Kweku Adoboli’s trial for gambling away £1.4bn on bad deals that almost brought down banking giant UBS began in London today. He faces charges of fraud with a maximum sentence of 10 years in jail and charges of false accounting which carry a maximum sentence of seven. The prosecutor is piling onto him, calling him a “rogue trader” and a “naked gambler”, and has accused him of lying to the bank.
Adoboli clearly has a criminal case to answer. However, shouldn’t the bank's CEO Sergio Ermotti be forced to answer some questions himself, rather than piously suggesting “we must assume that UBS’s culture and practices will be examined during the course of the trial”?
UBS is far from pristine in all of this. It was the benefactor over $59.2bn in bailout financing as it racked up the biggest losses of any European lender. Clearly, Adoboli was taking advantage of a culture and a corporation that was out of control. But this was a rotten orchard, not just a rotten apple.

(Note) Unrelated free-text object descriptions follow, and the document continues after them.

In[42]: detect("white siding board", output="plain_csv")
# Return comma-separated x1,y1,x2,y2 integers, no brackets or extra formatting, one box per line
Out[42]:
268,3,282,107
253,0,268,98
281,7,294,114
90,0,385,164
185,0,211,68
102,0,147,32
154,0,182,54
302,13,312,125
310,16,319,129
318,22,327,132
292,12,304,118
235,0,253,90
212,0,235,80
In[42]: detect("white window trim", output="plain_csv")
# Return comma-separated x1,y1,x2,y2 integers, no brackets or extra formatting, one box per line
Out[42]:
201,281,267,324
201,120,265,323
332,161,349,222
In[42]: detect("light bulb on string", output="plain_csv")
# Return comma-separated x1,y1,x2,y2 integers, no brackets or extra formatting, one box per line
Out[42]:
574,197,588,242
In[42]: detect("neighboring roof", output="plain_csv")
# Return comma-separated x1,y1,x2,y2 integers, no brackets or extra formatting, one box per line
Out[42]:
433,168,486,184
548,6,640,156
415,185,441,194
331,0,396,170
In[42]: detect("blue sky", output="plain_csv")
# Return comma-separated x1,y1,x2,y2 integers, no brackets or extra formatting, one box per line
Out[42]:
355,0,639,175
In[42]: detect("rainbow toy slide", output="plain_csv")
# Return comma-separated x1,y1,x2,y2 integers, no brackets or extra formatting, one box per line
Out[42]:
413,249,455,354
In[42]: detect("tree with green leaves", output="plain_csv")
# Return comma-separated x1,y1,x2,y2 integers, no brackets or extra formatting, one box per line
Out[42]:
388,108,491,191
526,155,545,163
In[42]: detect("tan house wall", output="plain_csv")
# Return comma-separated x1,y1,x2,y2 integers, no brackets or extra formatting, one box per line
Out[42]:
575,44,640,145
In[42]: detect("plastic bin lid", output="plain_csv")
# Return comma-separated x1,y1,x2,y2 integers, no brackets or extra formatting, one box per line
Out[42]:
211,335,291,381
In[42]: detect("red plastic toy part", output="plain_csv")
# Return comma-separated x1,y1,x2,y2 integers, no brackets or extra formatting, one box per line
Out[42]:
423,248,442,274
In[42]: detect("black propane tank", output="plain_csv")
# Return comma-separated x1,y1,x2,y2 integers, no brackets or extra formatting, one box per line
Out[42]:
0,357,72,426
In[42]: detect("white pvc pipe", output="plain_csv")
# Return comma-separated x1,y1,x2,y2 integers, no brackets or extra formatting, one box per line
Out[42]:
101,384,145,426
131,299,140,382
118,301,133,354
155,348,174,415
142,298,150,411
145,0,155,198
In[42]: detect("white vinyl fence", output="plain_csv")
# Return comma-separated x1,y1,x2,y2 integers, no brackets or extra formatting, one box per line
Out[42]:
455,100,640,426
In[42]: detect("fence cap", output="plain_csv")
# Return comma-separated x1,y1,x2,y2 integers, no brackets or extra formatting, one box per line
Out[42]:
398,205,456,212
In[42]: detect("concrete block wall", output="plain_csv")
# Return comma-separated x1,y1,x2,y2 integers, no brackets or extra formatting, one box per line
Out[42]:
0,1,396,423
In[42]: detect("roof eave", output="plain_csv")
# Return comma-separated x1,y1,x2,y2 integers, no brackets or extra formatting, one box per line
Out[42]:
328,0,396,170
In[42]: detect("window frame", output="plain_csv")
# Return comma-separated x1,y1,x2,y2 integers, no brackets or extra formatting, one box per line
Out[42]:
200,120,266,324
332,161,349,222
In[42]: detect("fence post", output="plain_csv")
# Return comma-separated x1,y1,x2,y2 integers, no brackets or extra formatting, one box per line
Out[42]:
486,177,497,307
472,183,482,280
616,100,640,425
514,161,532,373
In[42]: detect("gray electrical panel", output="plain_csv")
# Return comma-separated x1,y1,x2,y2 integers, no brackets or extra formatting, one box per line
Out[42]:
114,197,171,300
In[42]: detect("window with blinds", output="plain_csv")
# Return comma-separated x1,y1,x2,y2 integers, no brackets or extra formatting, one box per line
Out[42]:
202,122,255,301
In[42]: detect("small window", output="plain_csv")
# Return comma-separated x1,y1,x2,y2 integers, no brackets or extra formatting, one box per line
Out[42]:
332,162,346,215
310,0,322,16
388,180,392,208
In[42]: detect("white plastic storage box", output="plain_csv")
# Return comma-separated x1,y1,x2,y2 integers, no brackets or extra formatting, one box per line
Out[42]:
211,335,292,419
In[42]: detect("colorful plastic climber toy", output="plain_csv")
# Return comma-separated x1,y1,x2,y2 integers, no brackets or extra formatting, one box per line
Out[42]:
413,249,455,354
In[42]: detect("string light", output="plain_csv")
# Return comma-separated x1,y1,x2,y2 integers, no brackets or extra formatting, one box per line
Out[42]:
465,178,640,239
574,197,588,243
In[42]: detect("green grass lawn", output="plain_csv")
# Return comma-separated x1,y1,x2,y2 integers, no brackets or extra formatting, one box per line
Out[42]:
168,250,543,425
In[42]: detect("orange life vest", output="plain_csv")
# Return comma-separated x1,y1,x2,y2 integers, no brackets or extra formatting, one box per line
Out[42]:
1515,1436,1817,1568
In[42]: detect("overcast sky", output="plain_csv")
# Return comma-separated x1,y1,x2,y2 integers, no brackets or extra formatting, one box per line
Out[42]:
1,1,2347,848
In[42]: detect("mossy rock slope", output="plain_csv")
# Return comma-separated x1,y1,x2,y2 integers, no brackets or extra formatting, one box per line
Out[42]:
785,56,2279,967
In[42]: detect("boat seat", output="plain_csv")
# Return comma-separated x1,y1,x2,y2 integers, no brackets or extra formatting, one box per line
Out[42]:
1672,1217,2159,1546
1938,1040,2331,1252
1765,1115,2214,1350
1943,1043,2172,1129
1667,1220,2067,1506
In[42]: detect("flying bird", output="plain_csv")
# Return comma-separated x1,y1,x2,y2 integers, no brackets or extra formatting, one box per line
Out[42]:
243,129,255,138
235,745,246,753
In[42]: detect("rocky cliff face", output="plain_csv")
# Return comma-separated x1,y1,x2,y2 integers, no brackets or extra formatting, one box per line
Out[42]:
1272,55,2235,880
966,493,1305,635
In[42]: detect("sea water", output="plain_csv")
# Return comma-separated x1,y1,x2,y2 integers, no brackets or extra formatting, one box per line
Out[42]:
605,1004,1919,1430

And of course UBS isn't alone. This summer HSBC was hit with a massive money laundering scandal and Barclays, along with half a dozen other major banks, was directly implicated in an interest rate manipulation scandal. When bad behaviour is part of the culture, chief executives should also be held to account – not just their foot soldiers. In October, Europe will be meeting to discuss just that.